Esta classificação decorre do decreto-lei 165/2014, um regime extraordinário criado pelo Governo com vista ao licenciamento de estabelecimentos industriais, pecuárias, pedreiras e unidades de gestão de resíduos.
No total, o município já aprovou 70 processos do género, sendo que 44 abrangem agro-pecuárias. Na última sessão de Assembleia Municipal (AM), realizada na segundafeira, foram aprovados mais sete, com o assunto a suscitar contestação.
“Isto tem de parar”, apelou Manuel Azenha, eleito pelo Bloco de Esquerda, cuja bancada tem votado contra a atribuição desta classificação. “Esta Assembleia está a regularizar indústrias que poluem o nosso rio, aquelas que nada fizeram para mitigar a poluição que produzem e que têm responsabilidade directa pela não construção da ETES [Estação de Tratamento de Efluentes Suinícolas]”, afirmou o deputado, que criticou os critérios definidos pela AM para atribuição de interesse municipal.

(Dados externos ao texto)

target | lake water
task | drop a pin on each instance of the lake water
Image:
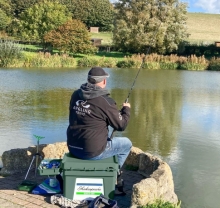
(175, 115)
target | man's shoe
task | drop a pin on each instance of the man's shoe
(119, 191)
(67, 203)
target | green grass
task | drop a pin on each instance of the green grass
(105, 36)
(203, 28)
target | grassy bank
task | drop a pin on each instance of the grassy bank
(202, 28)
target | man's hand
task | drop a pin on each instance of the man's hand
(127, 104)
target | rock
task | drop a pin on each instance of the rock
(158, 183)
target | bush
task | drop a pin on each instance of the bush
(48, 60)
(9, 52)
(194, 63)
(87, 62)
(214, 64)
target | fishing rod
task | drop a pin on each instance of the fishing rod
(141, 66)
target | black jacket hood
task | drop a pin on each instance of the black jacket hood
(89, 91)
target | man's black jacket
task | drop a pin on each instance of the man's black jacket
(91, 112)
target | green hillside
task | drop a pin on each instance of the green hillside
(203, 27)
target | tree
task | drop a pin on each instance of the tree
(20, 6)
(93, 13)
(4, 20)
(5, 5)
(36, 21)
(72, 36)
(160, 24)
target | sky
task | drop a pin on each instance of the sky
(203, 6)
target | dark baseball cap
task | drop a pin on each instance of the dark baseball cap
(96, 75)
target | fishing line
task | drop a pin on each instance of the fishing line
(141, 66)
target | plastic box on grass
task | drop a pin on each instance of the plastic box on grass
(50, 167)
(87, 179)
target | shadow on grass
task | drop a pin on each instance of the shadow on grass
(113, 54)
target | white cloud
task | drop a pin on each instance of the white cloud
(209, 6)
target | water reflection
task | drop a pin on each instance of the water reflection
(175, 115)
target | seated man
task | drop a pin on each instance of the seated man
(91, 111)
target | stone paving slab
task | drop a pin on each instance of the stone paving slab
(10, 197)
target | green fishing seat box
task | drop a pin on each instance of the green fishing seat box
(87, 179)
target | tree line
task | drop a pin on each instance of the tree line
(64, 24)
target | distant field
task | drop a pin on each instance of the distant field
(202, 27)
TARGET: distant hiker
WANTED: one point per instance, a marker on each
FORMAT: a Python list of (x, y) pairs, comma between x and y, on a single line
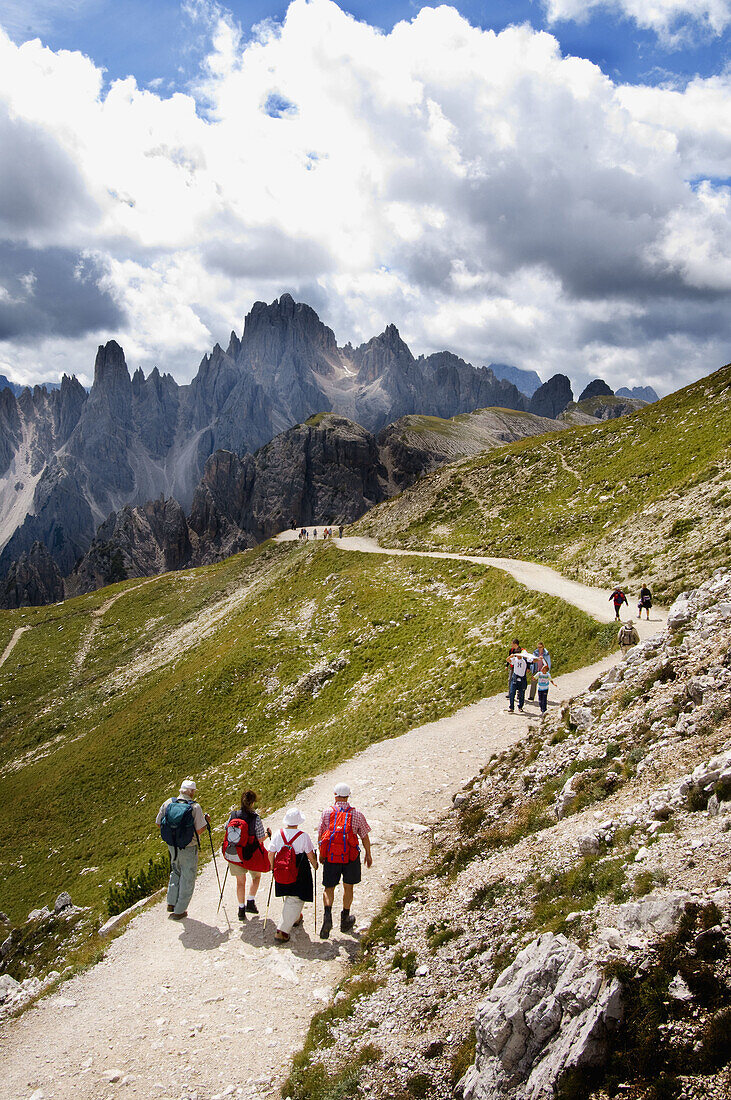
[(542, 658), (618, 598), (519, 663), (514, 648), (291, 853), (542, 680), (243, 849), (180, 822), (628, 636), (340, 854), (644, 601)]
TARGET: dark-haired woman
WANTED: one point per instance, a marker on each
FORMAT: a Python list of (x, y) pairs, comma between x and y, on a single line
[(253, 857)]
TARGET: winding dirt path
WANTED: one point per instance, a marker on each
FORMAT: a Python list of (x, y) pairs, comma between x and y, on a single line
[(212, 1008), (11, 645)]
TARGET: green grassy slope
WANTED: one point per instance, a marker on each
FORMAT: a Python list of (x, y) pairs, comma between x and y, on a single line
[(264, 670), (645, 496)]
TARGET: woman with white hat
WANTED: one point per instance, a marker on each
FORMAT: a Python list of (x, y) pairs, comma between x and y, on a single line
[(290, 844)]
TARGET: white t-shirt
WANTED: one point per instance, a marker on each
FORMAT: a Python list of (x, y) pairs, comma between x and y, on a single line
[(303, 842), (519, 666), (198, 820)]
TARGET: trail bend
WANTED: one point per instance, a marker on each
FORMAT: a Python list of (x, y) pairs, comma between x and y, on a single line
[(212, 1007), (595, 602)]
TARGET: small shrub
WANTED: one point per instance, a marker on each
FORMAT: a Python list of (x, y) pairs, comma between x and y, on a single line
[(680, 527), (135, 887), (697, 799), (406, 961)]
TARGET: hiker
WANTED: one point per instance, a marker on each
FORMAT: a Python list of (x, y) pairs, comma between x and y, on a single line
[(180, 822), (644, 601), (514, 648), (541, 679), (291, 853), (542, 658), (519, 664), (618, 598), (628, 636), (340, 855), (243, 850)]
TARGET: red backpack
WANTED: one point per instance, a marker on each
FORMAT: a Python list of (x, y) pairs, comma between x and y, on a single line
[(285, 861), (340, 843)]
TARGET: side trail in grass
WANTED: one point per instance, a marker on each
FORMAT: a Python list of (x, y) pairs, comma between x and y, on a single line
[(212, 1007)]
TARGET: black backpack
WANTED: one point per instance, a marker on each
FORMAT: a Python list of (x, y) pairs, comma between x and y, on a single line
[(177, 827)]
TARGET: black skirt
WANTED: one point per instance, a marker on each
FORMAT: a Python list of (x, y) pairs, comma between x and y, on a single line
[(302, 887)]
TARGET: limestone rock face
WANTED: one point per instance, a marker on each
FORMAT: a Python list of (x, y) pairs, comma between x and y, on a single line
[(597, 388), (142, 541), (33, 580), (643, 393), (132, 439), (551, 1011), (552, 397)]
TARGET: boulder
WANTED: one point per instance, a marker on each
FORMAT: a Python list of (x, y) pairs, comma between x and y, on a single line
[(63, 901), (551, 1011)]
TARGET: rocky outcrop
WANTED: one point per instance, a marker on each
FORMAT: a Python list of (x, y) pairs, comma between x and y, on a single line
[(596, 388), (642, 393), (132, 439), (142, 541), (33, 580), (601, 407), (552, 397), (551, 1012)]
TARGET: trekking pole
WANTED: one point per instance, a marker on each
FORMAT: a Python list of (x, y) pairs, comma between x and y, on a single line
[(210, 836), (266, 915), (222, 889)]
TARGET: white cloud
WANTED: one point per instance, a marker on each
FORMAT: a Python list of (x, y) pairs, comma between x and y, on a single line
[(669, 19), (478, 189)]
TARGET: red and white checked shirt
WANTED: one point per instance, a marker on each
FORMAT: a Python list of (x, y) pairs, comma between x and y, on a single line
[(361, 826)]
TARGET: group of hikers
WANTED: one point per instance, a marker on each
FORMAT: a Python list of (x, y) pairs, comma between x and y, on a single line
[(327, 532), (520, 664), (290, 856), (628, 635)]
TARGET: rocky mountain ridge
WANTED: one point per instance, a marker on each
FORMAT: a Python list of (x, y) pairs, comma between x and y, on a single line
[(571, 935), (68, 459), (328, 470)]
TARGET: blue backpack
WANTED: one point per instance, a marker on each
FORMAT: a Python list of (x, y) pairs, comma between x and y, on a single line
[(177, 826)]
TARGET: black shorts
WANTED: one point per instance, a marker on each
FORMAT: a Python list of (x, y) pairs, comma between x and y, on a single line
[(332, 872)]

Entre os aspectos contestados pelo bloquista está o facto de os parâmetros ambientais valerem “apenas dez pontos num total de 100”, o que permite que “em todos” os pedidos feitos à Câmara e aprovados pela AM “as indústrias apresentem a pontuação máxima em todos os critérios menos” naqueles que “dizem respeito ao ambiente”.
Apesar de admitir também lhe “custar aprovar interesse municipal para unidade poluentes”, Paulo Pedro, da bancada do PS, frisou que “nem todos os processos” dizem respeito a construções ilegais que agora procuram a regularização. Segundo diz, há também casos de instalações edificadas legalmente mas que, por força da entrada em vigor de “novas cartas de REN”, não podiam ser ampliadas.
[LER_MAIS] O presidente da Câmara, Raul Castro, frisou ainda que o reconhecimento de interesse público municipal não significa que a unidade seja regularizada, uma vez que esse licenciamento “depende do cumprimento das exigências da Comissão de Coordenação e Desenvolvimento Regional”.
“Não estamos a aprovar, mas antes a abrir portas ao processo de legalização”, acrescentou. Durante a AM foi aprovada uma moção, apresentada pelo BE, onde se apela ao Governo para desencadear “todas as medidas necessárias” para a construção de uma ETES de gestão pública e “com capacidade de tratamento adequada ao volume de resíduos produzidos na região”.
Daniela Sousa, do PAN – Pessoas, Animais e Natureza, votou contra, por defender que a responsabilidade do tratamento dos efluentes é do sector e não do Estado.
Perto de 300 queixas em três anos
Nos últimos três anos, a Comissão de Ambiente e Defesa da Ribeira dos Milagres apresentou, junto das entidades competentes, cerca de 300 queixas por crimes ambientais na ribeira dos Milagres.
O dado foi revelado por Rui Crespo, porta-voz da organização, durante a última sessão da Assembleia Municipal, onde o ambientalista acusou este órgão autárquico e a Câmara de prestarem “ajuda” às explorações em incumprimento.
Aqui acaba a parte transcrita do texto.